しかしレジィはあくまで先ほどが全力であると主張し、ロットーの見立てを困った笑顔で否定する。
「僕ってば、ホントに全然騎士としての才能が無くて……普段からうまくいかなくて皆の足手まといなんですよ。だから先ほども僕、精一杯でした。少しでもロットーさんが本気で戦えるように頑張ってはみましたけど、このとおり不甲斐無い結果で……」
普段の彼の態度が自信が無く気弱であるので、ロットーの言葉を否定するレジィの態度もただの謙虚に思える。だがロットーは彼を観察するように目を細め、何か考えるように沈黙した。

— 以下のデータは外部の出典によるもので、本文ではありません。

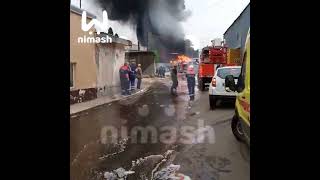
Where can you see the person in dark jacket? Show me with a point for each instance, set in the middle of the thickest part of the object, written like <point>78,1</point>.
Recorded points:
<point>124,79</point>
<point>132,75</point>
<point>191,80</point>
<point>174,77</point>
<point>139,76</point>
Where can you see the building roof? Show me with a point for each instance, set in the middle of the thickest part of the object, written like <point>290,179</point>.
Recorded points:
<point>115,39</point>
<point>237,18</point>
<point>79,11</point>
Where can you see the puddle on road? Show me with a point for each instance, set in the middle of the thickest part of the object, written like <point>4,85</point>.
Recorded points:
<point>90,158</point>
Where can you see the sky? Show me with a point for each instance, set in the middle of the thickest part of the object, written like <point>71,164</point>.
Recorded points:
<point>209,19</point>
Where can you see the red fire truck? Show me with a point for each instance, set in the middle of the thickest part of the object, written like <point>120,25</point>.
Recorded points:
<point>210,58</point>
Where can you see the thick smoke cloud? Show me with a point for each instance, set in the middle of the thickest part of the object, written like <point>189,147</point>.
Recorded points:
<point>161,18</point>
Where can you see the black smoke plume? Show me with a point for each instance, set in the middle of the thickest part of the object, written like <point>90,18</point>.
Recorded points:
<point>158,22</point>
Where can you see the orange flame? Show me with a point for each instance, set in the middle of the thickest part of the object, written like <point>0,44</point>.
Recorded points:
<point>183,59</point>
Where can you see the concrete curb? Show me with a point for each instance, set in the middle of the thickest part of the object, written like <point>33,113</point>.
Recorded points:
<point>117,98</point>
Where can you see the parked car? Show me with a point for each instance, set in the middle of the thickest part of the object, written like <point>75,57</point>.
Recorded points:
<point>217,90</point>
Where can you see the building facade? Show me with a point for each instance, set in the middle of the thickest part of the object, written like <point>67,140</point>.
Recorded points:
<point>235,36</point>
<point>83,69</point>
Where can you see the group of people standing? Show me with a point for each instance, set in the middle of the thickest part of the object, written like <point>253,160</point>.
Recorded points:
<point>128,75</point>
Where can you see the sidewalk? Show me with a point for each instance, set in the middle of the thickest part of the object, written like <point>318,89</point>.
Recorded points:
<point>75,108</point>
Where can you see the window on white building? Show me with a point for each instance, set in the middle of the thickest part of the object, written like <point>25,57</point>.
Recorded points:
<point>72,74</point>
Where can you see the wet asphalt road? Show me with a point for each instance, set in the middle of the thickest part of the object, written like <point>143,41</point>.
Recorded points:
<point>90,156</point>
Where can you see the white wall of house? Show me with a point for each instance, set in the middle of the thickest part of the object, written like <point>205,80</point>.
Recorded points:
<point>110,58</point>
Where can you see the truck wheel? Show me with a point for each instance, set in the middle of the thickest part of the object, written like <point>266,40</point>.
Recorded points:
<point>237,129</point>
<point>212,102</point>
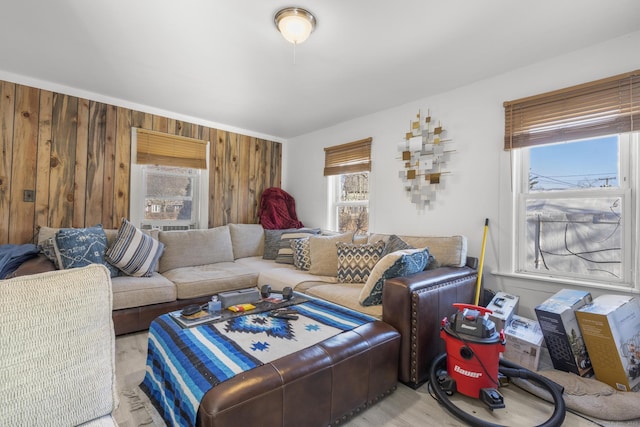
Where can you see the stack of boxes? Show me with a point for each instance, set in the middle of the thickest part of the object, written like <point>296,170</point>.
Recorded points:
<point>523,336</point>
<point>562,335</point>
<point>584,336</point>
<point>611,330</point>
<point>524,342</point>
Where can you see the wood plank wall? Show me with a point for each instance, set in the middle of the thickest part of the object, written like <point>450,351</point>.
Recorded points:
<point>75,155</point>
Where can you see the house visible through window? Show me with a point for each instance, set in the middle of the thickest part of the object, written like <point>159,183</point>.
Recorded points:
<point>169,181</point>
<point>575,162</point>
<point>347,167</point>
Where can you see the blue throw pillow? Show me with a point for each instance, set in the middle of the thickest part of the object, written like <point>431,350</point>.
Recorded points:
<point>405,265</point>
<point>79,247</point>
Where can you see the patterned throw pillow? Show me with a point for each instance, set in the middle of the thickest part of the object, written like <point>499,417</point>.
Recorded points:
<point>48,247</point>
<point>396,264</point>
<point>79,247</point>
<point>355,262</point>
<point>285,251</point>
<point>301,254</point>
<point>133,252</point>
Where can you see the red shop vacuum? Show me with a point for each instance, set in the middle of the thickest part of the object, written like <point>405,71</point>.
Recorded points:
<point>473,349</point>
<point>473,366</point>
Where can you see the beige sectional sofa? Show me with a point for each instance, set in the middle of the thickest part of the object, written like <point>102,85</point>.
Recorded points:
<point>196,264</point>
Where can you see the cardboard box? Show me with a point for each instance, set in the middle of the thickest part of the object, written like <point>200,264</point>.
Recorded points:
<point>503,306</point>
<point>561,331</point>
<point>524,342</point>
<point>611,329</point>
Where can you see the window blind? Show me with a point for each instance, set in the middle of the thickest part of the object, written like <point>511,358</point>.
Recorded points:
<point>159,148</point>
<point>598,108</point>
<point>351,157</point>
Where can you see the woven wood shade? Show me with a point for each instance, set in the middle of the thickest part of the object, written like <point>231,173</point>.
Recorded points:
<point>598,108</point>
<point>351,157</point>
<point>159,148</point>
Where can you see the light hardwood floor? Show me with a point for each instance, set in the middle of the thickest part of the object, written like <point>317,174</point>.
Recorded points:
<point>404,407</point>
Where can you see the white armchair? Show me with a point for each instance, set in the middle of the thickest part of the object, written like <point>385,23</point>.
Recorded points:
<point>57,349</point>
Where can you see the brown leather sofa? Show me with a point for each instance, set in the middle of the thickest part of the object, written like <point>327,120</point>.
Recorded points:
<point>322,385</point>
<point>415,305</point>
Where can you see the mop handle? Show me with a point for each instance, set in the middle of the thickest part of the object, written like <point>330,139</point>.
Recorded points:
<point>484,243</point>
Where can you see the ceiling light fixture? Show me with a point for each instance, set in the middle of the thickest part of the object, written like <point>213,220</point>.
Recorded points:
<point>295,24</point>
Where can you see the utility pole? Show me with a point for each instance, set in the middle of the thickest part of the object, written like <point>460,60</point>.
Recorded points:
<point>606,180</point>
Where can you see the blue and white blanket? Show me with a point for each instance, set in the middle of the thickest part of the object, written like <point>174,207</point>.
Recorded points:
<point>184,363</point>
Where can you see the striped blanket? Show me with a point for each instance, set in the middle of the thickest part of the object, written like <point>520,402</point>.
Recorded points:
<point>184,363</point>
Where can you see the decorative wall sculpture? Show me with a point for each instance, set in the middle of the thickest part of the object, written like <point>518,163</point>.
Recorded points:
<point>423,154</point>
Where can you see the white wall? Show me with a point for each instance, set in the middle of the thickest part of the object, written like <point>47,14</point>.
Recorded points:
<point>478,185</point>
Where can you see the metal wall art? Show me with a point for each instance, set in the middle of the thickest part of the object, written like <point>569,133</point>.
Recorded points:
<point>423,154</point>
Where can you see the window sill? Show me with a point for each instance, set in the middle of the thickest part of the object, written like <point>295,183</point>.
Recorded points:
<point>567,282</point>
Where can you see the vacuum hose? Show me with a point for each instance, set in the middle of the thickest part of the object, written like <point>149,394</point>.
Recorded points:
<point>510,370</point>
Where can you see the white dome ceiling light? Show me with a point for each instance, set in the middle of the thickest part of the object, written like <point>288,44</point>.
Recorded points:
<point>295,24</point>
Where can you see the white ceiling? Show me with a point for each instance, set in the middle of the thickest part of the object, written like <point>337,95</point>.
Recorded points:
<point>223,62</point>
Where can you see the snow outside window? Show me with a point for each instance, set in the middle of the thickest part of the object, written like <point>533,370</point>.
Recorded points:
<point>575,216</point>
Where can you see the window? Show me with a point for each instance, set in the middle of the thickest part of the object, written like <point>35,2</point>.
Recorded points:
<point>350,202</point>
<point>347,167</point>
<point>575,165</point>
<point>572,200</point>
<point>169,181</point>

しばらく無表情にレジィを見つめていたロットーだったが、無言で自分を見つめるロットーに怯えたレジィが「ロットーさん、何でしょう……!」と震えた声を発すると、やっとロットーは表情を緩めて笑みを浮かべる。
「いや……いつかレジィとは本気でやってみたいなって思ってね」
「ひぃ、ロットーさんって怖いこと言いますね! それにさっきの僕、本気で精一杯だったって言ったでしょう~!」
怯えるレジィを横目に、ロットーは「そういうことにしておくよ」と小さく呟いた。